Audio chimes

This content describes chime playback in the high availability renderer (HAR). An Audio crate exposes AudioManager to the HAR app, which controls chime playback.

To keep latency low, playback threads run throughout the lifetime of the app, idling and yielding when no audio plays.

Terminology

asset
AudioAsset pertains to playable audio. Assets are commonly known and exist in the app runtime.
device
AudioDevice refers to a separate bus for playback of audio. The device is the most granular unit relating to hardware accessed by the system. In the standard SDVM implementation, AudioDevice refers to a single Advanced Linux Sound Architecture (ALSA) PCM.
stream
An instance of playback of an asset on a device. Streams persist from the moment of being scheduled until completed, canceled, or ending in error.

Components

Figure 1 displays the component diagram for chime:

Component diagram

Figure 1. Component diagram.

Audio device and PCM

Audio hardware configuration follows the standard HAR platform abstraction layer design, and har-platform-api contains it.

The HAR Audio crate defines a new structure for AudioDevice, which defines fields for all the data structures that affect the internal HAR Audio crate and playback.
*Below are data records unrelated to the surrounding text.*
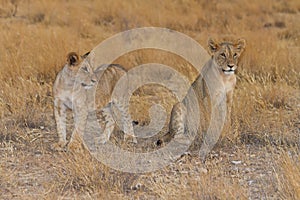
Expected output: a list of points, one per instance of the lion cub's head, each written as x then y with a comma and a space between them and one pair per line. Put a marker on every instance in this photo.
226, 54
80, 66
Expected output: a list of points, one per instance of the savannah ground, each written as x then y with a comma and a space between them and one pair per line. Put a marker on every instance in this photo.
258, 158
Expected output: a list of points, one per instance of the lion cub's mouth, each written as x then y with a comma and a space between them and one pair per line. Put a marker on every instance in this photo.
230, 71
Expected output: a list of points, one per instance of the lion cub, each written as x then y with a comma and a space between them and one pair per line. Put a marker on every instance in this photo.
216, 82
71, 91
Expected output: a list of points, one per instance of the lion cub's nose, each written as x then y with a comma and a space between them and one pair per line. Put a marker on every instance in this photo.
230, 65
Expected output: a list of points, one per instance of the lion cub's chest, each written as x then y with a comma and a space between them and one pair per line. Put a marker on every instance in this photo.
229, 82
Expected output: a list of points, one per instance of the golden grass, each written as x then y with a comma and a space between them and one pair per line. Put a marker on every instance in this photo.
35, 37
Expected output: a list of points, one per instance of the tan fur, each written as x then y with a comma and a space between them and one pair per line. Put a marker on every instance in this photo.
219, 71
71, 90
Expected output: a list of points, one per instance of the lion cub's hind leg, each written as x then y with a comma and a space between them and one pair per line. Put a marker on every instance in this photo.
178, 120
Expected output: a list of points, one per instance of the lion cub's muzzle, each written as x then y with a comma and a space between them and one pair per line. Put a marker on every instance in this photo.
229, 69
90, 85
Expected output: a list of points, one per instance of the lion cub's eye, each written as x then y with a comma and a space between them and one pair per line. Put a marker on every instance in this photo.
223, 55
85, 69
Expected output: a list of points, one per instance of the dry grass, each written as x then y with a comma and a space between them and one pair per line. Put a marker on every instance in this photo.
35, 37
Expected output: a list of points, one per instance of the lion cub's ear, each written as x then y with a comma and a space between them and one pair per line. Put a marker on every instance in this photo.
85, 55
240, 45
213, 46
72, 58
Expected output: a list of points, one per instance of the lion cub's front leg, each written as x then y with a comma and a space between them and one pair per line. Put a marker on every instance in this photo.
80, 120
60, 118
178, 120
AudioDevice also uses generics to wrap potential platform-specific additional parameters. In the case of tinyalsa, PlatformAudioDevice contains the descriptors and properties of an ALSA PCM.

/// NOTE: The following code is a sample definition to help understanding, it is not a
/// representation of the final code/implementation.
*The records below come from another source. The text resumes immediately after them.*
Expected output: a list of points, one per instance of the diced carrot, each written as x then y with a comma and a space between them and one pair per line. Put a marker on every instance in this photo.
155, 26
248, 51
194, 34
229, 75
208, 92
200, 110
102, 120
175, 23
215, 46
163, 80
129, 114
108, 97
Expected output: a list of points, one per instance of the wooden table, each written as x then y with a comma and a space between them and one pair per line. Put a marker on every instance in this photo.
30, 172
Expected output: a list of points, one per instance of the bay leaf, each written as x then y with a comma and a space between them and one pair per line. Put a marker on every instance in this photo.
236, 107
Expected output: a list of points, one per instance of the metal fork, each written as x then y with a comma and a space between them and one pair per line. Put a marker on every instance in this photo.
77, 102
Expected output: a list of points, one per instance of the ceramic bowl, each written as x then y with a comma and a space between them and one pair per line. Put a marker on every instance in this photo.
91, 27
AudioDevice<PlatformAudioDevice> {
  /// Internal HAR Identifier for the device.
  AudioDeviceID,

  /// The size (in bytes) for chunks of audio data to stream to the device.
  ChunkSize,

  /// Properties necessary to control volume (details in "Mixer control" section).
  VolumeControl,

  /// Properties necessary to control spatialization (details in "Mixer control"
  /// section).
  SpatialControl,

  /// Platform specific data for the AudioDevice.
  /// E.g. ALSA properties and reference to opened PCM.
  PlatformAudioDevice
}

/// Elaboration of the previously mentioned VolumeControl
VolumeControl {
  /// Identifier for the control used to change volume.
  ControlID,

  /// Mapping between Decibel and control values. (see Mixer control section)
  VolumeOutputIndex
}

Audio assets

This section describes how audio assets are configured and implemented.

Configuration

The initial HAR audio implementation supports statically configured audio assets. A JSON config defines which assets are available and which assets are defined as WAV files.

The implementation also supports synthesized and streamed audio assets though a more generic asset implementation, which accepts a function to generate audio data.

Implementation

Implement assets using two separate constructs, AudioAsset and AudioStream.
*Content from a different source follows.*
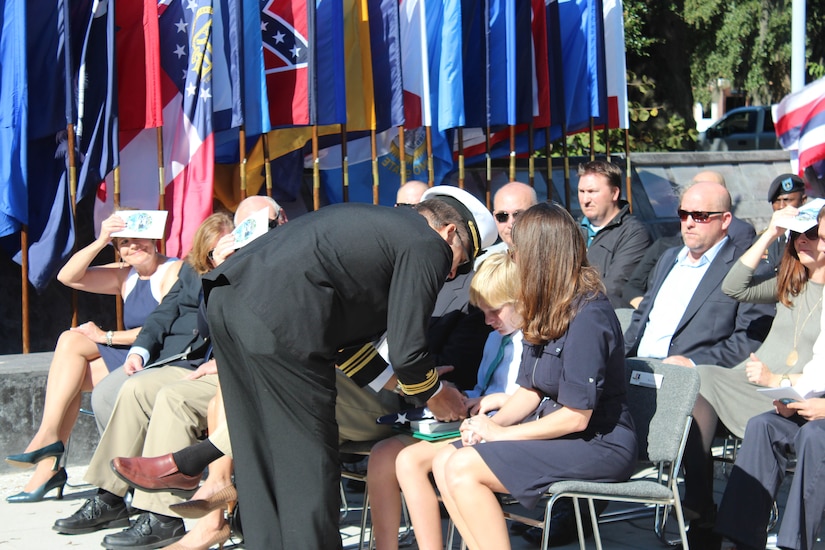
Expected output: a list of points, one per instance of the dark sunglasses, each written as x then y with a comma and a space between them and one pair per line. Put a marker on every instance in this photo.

AudioAsset defines the static properties of an asset, and a container for potential internal data related to the asset. From AudioAsset AudioStream can be derived, which is a single streamable instance of the asset. AudioStream contains an internal state related to the singular stream playback.

/// NOTE: The following code is a sample definition to help understanding, it is not a
/// representation of the final code/implementation.

/// Static properties and definition of an Asset.
AudioAsset {
  /// Perform optional initialization steps, e.g. load bytes from file into memory.
  /// Can also define lazy loading, to load data at first playback instead.
  fn initialize(LazyLoad);

  /// Create a new AudioStream from the asset.
  fn create_stream() -> AudioStream;

  /// More functions for metadata etc. of the asset.
  ...
}

/// Single streamable instance of an AudioAsset
AudioStream {
  /// Gets the next bytes to play from the Asset together with if the current chunk of
  /// bytes contains any control signals (e.g. fade-out).
  fn get_playback(num_bytes: usize) -> ([u8], ControlSignals);

  /// Gets playback Mode details used to handle special states of playback
  /// e.g. when a chime gets is interrupted and put in "fade-out" mode.
  fn playback_mode() -> PlaybackMode;

  /// [0.0, 1.0] indication of how much of the stream was played.
  fn progress() -> f32;

  /// Reset the stream, e.g. if it should play again.
  fn reset();

  /// Time of which the stream was created.
  fn created_at() -> Instant;

  /// Additional metadata etc. for the stream.
  ...
}

Chime playback

This section describes the API and procedure for playback of a chime. A singular chime playback is referred to as a stream.

Lifecycle of a stream

Figure 2 illustrates the lifecycle of a stream:

Stream playback and events

Figure 2. Stream playback and events.

Figure 2 describes these steps:

  1. Play: Schedule stream to play.

  2. Prioritize: Playback prioritization decides whether to:

    • Play chime now (started event when the first bytes)
    • Play chime later (paused or resumed event)
    • Deprioritize chime (canceled event)
  3. Mixer controls: If needed, update mixer controls based on configured behaviors.

  4. Write bytes: Write a chunk of bytes to AudioDevice.

  5. More data: If the stream has more data, return to Step 2.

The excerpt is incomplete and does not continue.